Lun 2 Juil 2018 - 14:18
- La… Chht…

Le temps semble s’être ralenti, la seule voix qui résonne dans l’air est celle d’un colosse, s’adressant à une créature bien plus grosse que lui. Cette créature qui pourrait être sortie d’un livre de contes de fées aux yeux d’un humain. Ses larges pattes pourvues de griffes foulent l’herbe légèrement brûlée par le soleil. Sa peau est recouverte d’écailles grises aux reflets verts. Ses grands yeux verts également sont fixés sur le colosse qui tient fermement la chaîne reliant son poignet à la muselière de l’animal. Ses grandes ailes sont sagement repliées dans son dos, mais sa longue queue s’agite, signe que l’animal commence à être fatigué d’être mené par le bout du nez par un homme. Elle frappe le sol de temps en temps pour signifier sa désapprobation. Mais tout cela fait partie du dressage de la jeune dragonne.

 Elle doit apprendre à être patiente, douce et obéissante avec  des créatures encore plus petites et moins autoritaires que son dompteur. C’est un travail de longue haleine en considérant la dangerosité de ces créatures si on ne les dresse pas toute leur vie. Tout cela est une affaire de patience, autant pour l’animal que son dompteur. On ne dompte pas avec violence un dragon. Sauf si on tient à finir brûlé au troisième degré, écrasé, ou mangé.
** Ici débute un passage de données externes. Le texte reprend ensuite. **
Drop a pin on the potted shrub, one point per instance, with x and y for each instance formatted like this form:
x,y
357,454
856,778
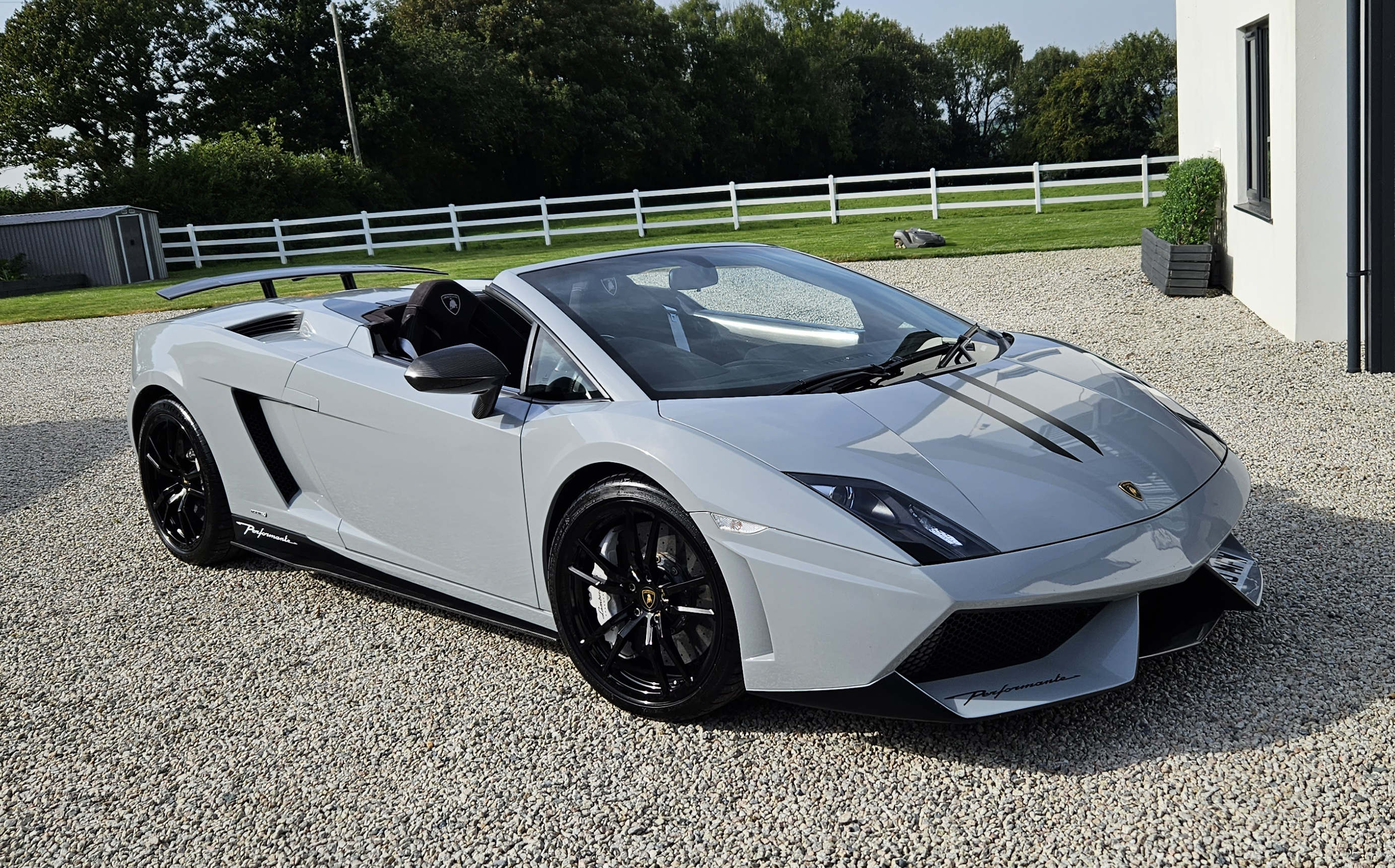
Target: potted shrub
x,y
1179,252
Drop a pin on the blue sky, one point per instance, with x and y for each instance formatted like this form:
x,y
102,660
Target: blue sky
x,y
1073,24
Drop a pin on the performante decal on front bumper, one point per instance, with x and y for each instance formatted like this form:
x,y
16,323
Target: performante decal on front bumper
x,y
973,695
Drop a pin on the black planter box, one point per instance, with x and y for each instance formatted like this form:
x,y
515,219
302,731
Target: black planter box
x,y
30,286
1178,270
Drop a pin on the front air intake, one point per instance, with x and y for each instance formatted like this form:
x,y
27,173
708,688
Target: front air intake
x,y
268,326
983,639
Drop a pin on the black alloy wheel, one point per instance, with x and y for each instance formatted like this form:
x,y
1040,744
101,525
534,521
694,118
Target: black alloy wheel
x,y
183,490
641,605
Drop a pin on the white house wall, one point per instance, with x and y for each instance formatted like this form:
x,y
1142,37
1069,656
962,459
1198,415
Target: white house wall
x,y
1292,272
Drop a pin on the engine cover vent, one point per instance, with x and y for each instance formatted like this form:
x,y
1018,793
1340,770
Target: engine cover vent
x,y
268,326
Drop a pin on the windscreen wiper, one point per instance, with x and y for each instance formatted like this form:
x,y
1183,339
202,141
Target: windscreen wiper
x,y
890,368
959,345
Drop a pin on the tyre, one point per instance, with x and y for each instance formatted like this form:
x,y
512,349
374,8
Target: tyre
x,y
641,605
183,490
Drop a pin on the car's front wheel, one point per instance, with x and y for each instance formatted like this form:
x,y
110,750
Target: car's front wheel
x,y
641,605
183,490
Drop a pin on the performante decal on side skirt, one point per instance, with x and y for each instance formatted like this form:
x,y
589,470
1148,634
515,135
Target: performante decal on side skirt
x,y
1037,412
1002,418
302,552
261,534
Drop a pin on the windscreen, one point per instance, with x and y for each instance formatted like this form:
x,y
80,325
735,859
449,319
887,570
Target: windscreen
x,y
725,321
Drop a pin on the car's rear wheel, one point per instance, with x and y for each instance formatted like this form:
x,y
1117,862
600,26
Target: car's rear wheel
x,y
183,490
641,605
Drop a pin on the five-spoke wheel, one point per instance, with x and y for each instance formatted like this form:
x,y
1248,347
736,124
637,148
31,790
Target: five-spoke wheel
x,y
641,605
183,490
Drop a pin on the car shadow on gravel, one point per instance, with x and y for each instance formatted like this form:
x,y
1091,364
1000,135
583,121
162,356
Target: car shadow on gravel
x,y
39,457
1321,649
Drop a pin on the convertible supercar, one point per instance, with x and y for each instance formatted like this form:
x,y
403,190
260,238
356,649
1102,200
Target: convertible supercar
x,y
705,469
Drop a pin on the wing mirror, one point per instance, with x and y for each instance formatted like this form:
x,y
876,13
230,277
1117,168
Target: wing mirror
x,y
468,369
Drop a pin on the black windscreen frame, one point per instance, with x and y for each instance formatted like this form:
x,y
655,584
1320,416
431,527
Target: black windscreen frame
x,y
249,406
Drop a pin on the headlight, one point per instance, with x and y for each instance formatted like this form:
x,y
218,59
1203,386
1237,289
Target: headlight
x,y
1188,418
921,532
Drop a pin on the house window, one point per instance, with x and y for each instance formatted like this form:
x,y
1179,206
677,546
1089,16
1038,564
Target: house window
x,y
1258,118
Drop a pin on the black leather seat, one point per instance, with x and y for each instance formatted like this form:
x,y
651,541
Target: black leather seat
x,y
437,316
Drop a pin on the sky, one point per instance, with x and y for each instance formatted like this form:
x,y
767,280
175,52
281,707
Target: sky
x,y
1072,24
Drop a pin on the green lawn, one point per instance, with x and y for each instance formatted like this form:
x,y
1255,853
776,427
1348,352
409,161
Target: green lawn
x,y
968,232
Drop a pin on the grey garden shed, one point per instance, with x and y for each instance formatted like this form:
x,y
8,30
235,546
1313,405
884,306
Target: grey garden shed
x,y
108,246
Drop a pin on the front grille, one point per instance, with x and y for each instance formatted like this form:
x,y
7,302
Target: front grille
x,y
983,639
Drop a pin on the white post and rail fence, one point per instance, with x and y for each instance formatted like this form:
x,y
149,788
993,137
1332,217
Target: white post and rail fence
x,y
645,211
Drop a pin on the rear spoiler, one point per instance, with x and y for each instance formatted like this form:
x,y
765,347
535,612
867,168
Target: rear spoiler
x,y
299,272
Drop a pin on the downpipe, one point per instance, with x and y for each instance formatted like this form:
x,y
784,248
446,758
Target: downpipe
x,y
1354,187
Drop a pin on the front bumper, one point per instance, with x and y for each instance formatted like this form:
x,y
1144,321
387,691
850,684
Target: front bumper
x,y
849,631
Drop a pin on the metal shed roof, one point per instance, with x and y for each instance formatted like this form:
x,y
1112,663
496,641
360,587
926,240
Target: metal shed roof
x,y
76,214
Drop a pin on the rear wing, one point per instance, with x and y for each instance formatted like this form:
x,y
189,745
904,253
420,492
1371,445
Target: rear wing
x,y
299,272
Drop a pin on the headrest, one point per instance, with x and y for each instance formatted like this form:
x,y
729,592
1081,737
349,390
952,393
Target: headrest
x,y
692,277
444,301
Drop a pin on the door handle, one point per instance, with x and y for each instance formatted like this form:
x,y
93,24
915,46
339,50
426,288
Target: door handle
x,y
300,400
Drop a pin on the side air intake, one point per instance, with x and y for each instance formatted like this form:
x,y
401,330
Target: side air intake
x,y
268,326
254,418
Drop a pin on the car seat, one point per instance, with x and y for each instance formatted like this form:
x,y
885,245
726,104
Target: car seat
x,y
437,316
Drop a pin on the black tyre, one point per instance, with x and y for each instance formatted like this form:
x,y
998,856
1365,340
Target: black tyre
x,y
641,605
183,490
- Allez !Dit Aaron avec autorité, accompagnant son ordre d’un claquement de langue.

Aussitôt, il se met à courir à faible allure, et la dragonne trotte à ses côtés. C’est une réponse positive qui encourage Aaron. Il continue ainsi sa petite course, la dragonne suivant l’allure sans décoller, et soudain Aaron donne un ordre de nouveau :

- Doucement… Chht…


Une fois encore, l’animal écoute. Il faiblit l’allure et se met à marcher d’un pas lourd, s’arrêtant enfin. Aaron est satisfait de son « élève ». Souriant, sa main cherche quelque chose dans une sacoche en cuir attaché à ses hanches. Il en sort un gros lapin mort et félicite la dragonne en lui jetant dans la gueule une confiserie bien méritée.

- Bravo Emeraude. Tu es une bonne fille. Bon travail.
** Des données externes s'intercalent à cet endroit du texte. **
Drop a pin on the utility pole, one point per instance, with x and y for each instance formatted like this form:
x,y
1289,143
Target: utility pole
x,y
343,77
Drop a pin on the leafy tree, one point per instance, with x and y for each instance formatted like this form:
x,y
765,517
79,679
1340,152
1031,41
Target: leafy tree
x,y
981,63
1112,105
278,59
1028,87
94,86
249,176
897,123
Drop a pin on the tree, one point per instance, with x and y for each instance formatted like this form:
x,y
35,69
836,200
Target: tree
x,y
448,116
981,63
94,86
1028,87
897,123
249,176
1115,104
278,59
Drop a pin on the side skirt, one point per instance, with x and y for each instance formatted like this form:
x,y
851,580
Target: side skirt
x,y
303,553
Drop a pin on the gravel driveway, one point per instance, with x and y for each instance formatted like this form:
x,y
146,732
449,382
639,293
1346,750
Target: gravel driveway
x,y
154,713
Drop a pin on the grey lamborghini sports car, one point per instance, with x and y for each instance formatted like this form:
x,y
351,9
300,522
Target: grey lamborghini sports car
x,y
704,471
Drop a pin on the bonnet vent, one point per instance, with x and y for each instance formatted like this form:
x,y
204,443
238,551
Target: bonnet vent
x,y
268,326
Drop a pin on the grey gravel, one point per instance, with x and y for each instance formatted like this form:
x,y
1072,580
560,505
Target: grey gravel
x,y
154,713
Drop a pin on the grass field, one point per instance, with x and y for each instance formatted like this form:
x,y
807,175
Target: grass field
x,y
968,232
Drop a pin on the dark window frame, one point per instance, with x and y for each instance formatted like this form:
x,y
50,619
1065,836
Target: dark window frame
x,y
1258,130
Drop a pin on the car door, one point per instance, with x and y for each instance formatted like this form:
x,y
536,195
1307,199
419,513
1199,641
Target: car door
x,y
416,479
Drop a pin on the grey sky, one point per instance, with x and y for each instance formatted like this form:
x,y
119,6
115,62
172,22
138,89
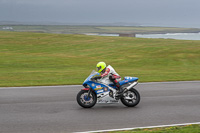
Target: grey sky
x,y
181,13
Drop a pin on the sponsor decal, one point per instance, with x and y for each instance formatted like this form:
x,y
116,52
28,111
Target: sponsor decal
x,y
98,88
99,91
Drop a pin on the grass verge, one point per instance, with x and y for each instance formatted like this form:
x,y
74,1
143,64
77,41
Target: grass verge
x,y
29,59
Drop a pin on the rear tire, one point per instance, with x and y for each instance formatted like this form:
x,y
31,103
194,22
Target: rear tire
x,y
131,98
84,101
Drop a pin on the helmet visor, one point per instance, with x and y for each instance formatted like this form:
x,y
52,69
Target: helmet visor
x,y
98,68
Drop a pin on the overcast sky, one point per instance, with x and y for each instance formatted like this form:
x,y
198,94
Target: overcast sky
x,y
181,13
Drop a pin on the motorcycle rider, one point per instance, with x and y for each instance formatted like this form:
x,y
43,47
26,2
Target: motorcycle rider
x,y
109,73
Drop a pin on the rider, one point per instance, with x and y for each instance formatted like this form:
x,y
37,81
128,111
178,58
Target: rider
x,y
109,73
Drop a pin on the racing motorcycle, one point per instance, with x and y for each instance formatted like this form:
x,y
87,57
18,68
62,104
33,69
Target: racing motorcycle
x,y
98,91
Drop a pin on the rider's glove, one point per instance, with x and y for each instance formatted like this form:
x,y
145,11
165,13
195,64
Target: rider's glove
x,y
97,77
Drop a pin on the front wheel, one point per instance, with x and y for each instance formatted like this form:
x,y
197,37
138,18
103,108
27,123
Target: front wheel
x,y
85,101
131,98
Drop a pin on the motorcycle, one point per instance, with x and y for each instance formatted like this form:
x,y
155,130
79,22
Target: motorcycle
x,y
97,91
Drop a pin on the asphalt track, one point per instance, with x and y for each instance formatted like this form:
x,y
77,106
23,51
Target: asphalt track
x,y
53,109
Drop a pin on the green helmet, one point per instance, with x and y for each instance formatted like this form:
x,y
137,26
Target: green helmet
x,y
101,66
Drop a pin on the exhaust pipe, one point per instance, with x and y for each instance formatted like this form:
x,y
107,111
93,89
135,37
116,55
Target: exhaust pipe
x,y
132,85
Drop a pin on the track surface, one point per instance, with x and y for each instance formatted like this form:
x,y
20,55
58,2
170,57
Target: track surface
x,y
54,109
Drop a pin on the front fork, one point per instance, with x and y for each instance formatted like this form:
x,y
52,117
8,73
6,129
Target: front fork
x,y
89,91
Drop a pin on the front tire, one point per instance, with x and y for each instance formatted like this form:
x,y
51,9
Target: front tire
x,y
85,101
131,98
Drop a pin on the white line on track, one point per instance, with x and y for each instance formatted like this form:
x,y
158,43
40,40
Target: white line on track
x,y
123,129
30,87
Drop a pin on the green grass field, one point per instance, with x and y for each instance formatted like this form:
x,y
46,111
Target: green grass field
x,y
69,29
30,59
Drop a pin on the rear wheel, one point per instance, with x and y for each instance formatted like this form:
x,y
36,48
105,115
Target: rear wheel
x,y
131,98
85,101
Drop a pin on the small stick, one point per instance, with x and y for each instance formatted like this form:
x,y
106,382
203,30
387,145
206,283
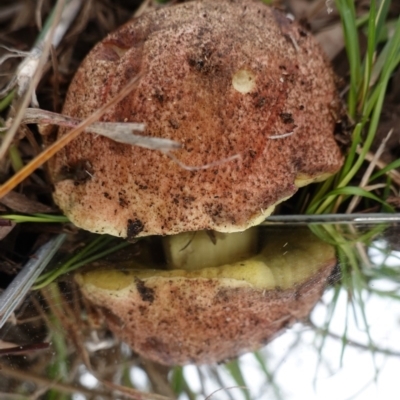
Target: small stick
x,y
64,140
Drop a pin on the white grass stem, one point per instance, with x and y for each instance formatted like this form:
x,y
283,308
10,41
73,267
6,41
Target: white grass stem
x,y
371,166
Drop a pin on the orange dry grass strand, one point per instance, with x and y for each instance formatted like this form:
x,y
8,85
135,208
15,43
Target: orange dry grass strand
x,y
29,90
64,140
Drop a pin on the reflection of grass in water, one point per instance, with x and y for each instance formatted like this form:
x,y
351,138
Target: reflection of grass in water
x,y
369,80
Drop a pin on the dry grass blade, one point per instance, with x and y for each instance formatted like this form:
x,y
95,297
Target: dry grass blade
x,y
67,138
117,131
30,70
Le colosse tire doucement la tête de la dragonne vers lui à l’aide de la chaine pour lui caresser le museau. Dans ces moments-là, des moments privilégiés entre un dompteur et son dragon, Aaron en oublierait ou il est, son histoire, le temps… Il se contente juste de profiter des petites victoires de la vie. Mais son moment de plaisir et de plénitude va vite être interrompu par un de ses autres élèves, un petit erodien cette fois-ci. La dragonne dirige son regard vers la silhouette qui se rapproche à grands pas, reniflant son odeur. Aaron soupire et se tourne donc vers lui, attendant qu’il se rapproche.

Il reconnait très vite de quel élève il s’agit.  Abel Degas. Doué en vol, ça, il ne pourra jamais dire le contraire. Mais élève dissipé, peu obéissant et il a prouvé récemment ne pas être assez responsable aux yeux de son professeur. Il sait pourquoi il vient le voir.  C’est donc sans ciller que son professeur l’écoute, fronçant tout de même les sourcils sous le ton impétueux que prend le jeune homme devant lui.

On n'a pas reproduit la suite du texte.